## Train Banana Notebook - Convolutional

The essential steps to this are:

* Define Unity environment
* Get the default brain
* Import DQN Agent
* Run DQN training loop with default brain

*Note:* After you run the first cell, wait for a few seconds before running the second one.  It takes time for `unityagents` to set up.  If the second cell times out, simply run it again.


In [1]:
from unityagents import UnityEnvironment
import numpy as np
from dqn_agent import Agent
import torch
from collections import deque
import matplotlib.pyplot as plt

In [2]:
# Note - I had to manually specify a worker_id as the acquiring of the images kept on freezing
env = UnityEnvironment(file_name="VisualBanana_Linux_NoVis/Banana.x86_64", base_port=37373, worker_id=0, seed=1)

INFO:unityagents:
'Academy' started successfully!
Unity Academy name: Academy
        Number of Brains: 1
        Number of External Brains : 1
        Lesson number : 0
        Reset Parameters :
		
Unity brain name: BananaBrain
        Number of Visual Observations (per agent): 1
        Vector Observation space type: continuous
        Vector Observation space size (per agent): 0
        Number of stacked Vector Observation: 1
        Vector Action space type: discrete
        Vector Action space size (per agent): 4
        Vector Action descriptions: , , , 


In [3]:
# get the default brain
brain_name = env.brain_names[0]
brain = env.brains[brain_name]

In [4]:
agent = Agent(state_size=(3, 84, 84), action_size=4, seed=1, convolutional=True)  # Create DQN Agent

In [5]:
def dqn(n_episodes=2000, max_t=1000, eps_start=1.0, eps_end=0.01, eps_decay=0.995, min_score=13.0):
    """Deep Q-Learning.
    
    Params
    ======
        n_episodes (int): maximum number of training episodes
        max_t (int): maximum number of timesteps per episode
        eps_start (float): starting value of epsilon, for epsilon-greedy action selection
        eps_end (float): minimum value of epsilon
        eps_decay (float): multiplicative factor (per episode) for decreasing epsilon
    """
    scores = []                        # list containing scores from each episode
    scores_window = deque(maxlen=100)  # last 100 scores
    eps = eps_start                    # initialize epsilon
    for i_episode in range(1, n_episodes+1):
        env_info = env.reset(train_mode=True)[brain_name]  # Reset the environment for the next episode
        state = env_info.visual_observations[0]  # Get the current state - note we change to visual_observations
        #state = np.mean(state, axis=-1, keepdims=True)       
        score = 0
        for t in range(max_t):
            action = agent.act(state, eps)  # Decide on the action
            env_info = env.step(action)[brain_name]   # Send the action to the environment

            # Obtain the reward, next state and whether we're done
            reward = env_info.rewards[0]
            next_state = env_info.visual_observations[0]
            #next_state = np.mean(next_state, axis=-1, keepdims=True)
            done = env_info.local_done[0]

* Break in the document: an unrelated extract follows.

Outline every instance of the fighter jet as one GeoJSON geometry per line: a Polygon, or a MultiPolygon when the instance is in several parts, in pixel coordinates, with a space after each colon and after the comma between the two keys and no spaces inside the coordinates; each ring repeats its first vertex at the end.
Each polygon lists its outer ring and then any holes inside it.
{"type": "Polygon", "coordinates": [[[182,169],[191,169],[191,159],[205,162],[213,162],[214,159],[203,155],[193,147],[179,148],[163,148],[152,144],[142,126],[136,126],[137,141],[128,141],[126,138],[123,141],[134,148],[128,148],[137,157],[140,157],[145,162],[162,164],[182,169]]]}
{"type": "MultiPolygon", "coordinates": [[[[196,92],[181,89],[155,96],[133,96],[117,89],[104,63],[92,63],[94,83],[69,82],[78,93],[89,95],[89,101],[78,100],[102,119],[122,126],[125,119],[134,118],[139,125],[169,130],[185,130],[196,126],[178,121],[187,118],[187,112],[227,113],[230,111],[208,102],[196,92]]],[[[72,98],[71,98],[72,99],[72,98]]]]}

            # Perform the learning step
            agent.step(state, action, reward, next_state, done)
            state = next_state
            score += reward
            if done:
                break

        scores_window.append(score)       # save most recent score
        scores.append(score)              # save most recent score
        eps = max(eps_end, eps_decay*eps) # decrease epsilon
        print('\rEpisode {}\t# of timesteps needed: {}\tAverage Score: {:.2f}'.format(i_episode, t + 1, np.mean(scores_window)), end="")
        if i_episode % 100 == 0:
            print('\rEpisode {}\t# of timesteps needed: {}\tAverage Score: {:.2f}'.format(i_episode, t + 1, np.mean(scores_window)))
        if np.mean(scores_window) >= min_score:  # To deem this a success, we must achieve an average score of 13 in a 100 episode window
            print('\nEnvironment solved in {:d} episodes!\tAverage Score: {:.2f}'.format(i_episode-100, np.mean(scores_window)))
            torch.save(agent.qnetwork_local.state_dict(), 'checkpoint_conv.pth')
            break
    
    # If we dont converge, save it anyway
    if np.mean(scores_window) < min_score:
        print(f'Note: DQN Agent did not converge after {n_episodes} episodes')
        torch.save(agent.qnetwork_local.state_dict(), 'checkpoint_conv.pth')

    return scores

In [6]:
scores = dqn(n_episodes=10000)

Episode 45	# of timesteps needed: 300	Average Score: -0.47

KeyboardInterrupt: